Phoenix Suns i Los Angeles Lakers to jedne z niewielu drużyn, które będą miały okazję gościć Bronny’ego Jamesa na treningach przed draftem, który odbędzie się za około miesiąc. „Słońca” być może są gotowe wybrać go w pierwszej rundzie draftu!
Syn LeBrona zgłosił się do draftu w kwietniu po zaledwie jednym sezonie rozegranym w barwach USC. Młody obrońca miał jednak problem z przebiciem się do składu i notował jedynie 4,8 punktu, 2,8 zbiórki oraz 2,1 asysty. Bronny otrzymał łącznie 10 zaproszeń od klubów NBA, ale odwiedzi zaledwie kilka z nich.
Jednymi z zainteresowanych koszykarzem są Phoenix Suns, którzy mają 22. Wybór w tegorocznym drafcie. Shams Charania donosi, że włodarze klubu bardzo poważnie rozważają jego kandydaturę. Co ciekawe, Rich Paul podkreślił w jednym z ostatnich wywiadów, że syn jednej z największych ikon w historii nie planuje podpisać kontraktu two-way na grę w NBA oraz G-League.

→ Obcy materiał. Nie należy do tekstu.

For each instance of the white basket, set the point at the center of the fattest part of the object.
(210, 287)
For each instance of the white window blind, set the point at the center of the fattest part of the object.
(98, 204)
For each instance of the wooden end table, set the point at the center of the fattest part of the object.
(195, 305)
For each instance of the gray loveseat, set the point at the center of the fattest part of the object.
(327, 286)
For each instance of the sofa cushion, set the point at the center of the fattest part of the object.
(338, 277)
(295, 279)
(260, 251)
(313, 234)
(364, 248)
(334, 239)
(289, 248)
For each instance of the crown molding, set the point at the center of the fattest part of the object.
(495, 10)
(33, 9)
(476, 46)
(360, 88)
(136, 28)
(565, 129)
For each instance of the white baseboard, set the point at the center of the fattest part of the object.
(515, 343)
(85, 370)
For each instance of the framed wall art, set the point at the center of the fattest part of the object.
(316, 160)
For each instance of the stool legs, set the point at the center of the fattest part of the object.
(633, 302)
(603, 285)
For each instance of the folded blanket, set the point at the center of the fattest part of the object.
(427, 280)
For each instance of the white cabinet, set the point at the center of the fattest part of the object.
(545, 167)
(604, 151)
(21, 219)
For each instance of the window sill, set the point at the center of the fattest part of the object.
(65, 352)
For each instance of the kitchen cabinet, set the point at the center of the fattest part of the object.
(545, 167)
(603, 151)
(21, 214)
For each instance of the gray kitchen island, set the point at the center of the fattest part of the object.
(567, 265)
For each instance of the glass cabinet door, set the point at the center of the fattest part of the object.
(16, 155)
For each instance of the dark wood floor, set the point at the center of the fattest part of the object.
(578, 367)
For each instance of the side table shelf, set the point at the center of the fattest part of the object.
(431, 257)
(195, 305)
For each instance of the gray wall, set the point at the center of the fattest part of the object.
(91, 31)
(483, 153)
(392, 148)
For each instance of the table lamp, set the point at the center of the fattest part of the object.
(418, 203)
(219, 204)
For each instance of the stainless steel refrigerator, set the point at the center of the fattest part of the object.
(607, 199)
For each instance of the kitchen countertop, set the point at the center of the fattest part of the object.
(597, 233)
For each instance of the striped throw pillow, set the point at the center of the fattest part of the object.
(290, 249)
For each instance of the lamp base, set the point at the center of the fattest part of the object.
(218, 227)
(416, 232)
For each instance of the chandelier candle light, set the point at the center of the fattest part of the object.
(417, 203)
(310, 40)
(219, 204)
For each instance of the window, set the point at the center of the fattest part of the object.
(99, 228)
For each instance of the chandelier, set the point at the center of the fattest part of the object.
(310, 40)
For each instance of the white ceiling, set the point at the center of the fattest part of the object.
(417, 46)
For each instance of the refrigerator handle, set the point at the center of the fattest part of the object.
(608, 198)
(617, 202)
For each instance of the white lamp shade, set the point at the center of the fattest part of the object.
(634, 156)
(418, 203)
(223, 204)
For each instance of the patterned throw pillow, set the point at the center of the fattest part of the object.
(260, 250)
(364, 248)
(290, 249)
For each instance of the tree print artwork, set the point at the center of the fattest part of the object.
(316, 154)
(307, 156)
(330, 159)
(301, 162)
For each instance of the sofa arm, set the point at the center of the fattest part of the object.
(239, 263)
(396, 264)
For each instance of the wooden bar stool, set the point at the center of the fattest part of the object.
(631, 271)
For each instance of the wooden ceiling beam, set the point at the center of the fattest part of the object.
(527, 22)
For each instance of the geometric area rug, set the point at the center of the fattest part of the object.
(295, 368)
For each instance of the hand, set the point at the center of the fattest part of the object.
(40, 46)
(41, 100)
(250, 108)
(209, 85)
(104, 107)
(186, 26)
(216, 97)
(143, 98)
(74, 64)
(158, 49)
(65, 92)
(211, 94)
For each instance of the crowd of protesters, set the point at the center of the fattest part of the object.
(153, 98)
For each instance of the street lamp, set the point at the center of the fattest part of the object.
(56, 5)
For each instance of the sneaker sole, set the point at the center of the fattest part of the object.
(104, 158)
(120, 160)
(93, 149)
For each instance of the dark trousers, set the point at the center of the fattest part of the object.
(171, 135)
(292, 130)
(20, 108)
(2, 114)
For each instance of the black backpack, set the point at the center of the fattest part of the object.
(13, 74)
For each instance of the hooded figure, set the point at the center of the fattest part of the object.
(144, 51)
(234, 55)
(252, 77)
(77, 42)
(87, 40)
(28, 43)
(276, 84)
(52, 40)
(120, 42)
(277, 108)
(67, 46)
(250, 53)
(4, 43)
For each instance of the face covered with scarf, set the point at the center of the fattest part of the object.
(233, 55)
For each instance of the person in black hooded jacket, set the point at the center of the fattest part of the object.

Bronny w ostatnich tygodniach pokazał się z bardzo dobrej strony podczas draft combine. Jego indywidualne osiągnięcia napawają sporym optymizmem i pojawia się coraz więcej głosów o tym, że młody James jako obrońca jest już gotowy, by występować na parkietach NBA. Problemem jest jednak jego dyspozycja w ataku, która pozostawia wiele do życzenia.